Chilton Said to Close Commodity Hedge Fund as Manager Retires

  • Leigh Goehring, who ran the global pool, left at year-end
  • The fund's assets shrunk to $400 million from $5 billion peak

Chilton Investment Co., the $3 billion firm founded by Richard Chilton Jr., closed a hedge fund that bet on and against stocks of commodity companies after its portfolio manager left, according to two people with knowledge of the matter.

Leigh Goehring, who ran the global natural resources fund, retired at the end of last year, said the people, who asked not to be named because the information is private. The fund’s assets had fallen to about $400 million when it shuttered from a peak of $5 billion in 2008.

Michael Clark, the firm’s president, chief operating officer and chief risk officer, confirmed the retirement and declined to comment on the fund. Goehring didn’t return a call seeking comment.
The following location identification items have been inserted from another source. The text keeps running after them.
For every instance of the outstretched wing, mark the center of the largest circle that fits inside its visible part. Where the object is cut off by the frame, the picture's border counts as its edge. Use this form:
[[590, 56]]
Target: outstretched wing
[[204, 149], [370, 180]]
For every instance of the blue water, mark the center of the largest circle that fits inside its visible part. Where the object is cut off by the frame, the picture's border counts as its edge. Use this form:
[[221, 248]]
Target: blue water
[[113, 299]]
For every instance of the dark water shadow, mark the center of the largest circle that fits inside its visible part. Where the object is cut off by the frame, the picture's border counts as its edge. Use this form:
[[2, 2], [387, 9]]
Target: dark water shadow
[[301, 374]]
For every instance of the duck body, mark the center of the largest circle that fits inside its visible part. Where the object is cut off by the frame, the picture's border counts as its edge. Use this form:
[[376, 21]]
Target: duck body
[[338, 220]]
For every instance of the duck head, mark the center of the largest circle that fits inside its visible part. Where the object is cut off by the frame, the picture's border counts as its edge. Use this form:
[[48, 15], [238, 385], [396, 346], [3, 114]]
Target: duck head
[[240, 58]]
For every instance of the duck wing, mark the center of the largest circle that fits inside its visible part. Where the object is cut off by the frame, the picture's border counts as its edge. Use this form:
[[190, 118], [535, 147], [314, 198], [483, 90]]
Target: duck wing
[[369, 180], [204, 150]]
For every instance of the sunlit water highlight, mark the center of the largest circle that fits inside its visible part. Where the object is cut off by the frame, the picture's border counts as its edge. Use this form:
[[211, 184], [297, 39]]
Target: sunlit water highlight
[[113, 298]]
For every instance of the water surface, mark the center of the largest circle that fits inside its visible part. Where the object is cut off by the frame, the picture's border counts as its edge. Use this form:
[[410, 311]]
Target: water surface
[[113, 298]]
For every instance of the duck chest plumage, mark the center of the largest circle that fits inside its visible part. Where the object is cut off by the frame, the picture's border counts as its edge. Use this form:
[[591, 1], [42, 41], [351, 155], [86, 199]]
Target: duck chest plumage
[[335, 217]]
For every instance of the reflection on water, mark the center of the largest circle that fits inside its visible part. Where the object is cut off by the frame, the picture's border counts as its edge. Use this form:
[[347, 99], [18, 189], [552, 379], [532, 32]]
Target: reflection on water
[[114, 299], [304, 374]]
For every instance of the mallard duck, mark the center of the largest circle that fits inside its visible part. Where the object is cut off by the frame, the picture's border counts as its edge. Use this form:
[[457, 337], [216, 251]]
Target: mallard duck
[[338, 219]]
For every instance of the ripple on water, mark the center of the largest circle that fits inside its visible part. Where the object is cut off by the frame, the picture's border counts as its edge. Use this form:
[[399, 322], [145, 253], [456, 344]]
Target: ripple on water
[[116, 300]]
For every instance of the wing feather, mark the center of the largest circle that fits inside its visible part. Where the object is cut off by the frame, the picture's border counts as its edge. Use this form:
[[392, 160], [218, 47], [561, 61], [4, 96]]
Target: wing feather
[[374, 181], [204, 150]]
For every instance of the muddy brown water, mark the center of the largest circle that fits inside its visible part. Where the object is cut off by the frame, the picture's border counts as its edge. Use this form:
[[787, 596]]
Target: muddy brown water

Hedge funds focusing on raw materials have suffered losses in recent years as the sector has taken a beating. The slump has left the top 10 commodities funds with less than $10 billion, compared with more than $50 billion in 2008, Trafigura Pte Ltd. estimated last year in its annual report. The Bloomberg Commodity Index fell for the fifth straight year in 2015 as prices declined amid a supply glut and slowing global growth.

Chilton’s fund, which was started in August 2005, lost almost 14 percent last year as of Sept. 30, one of the people said.

Chilton founded the firm in 1992 with its flagship hedge fund that bets on and against stocks of U.S. companies.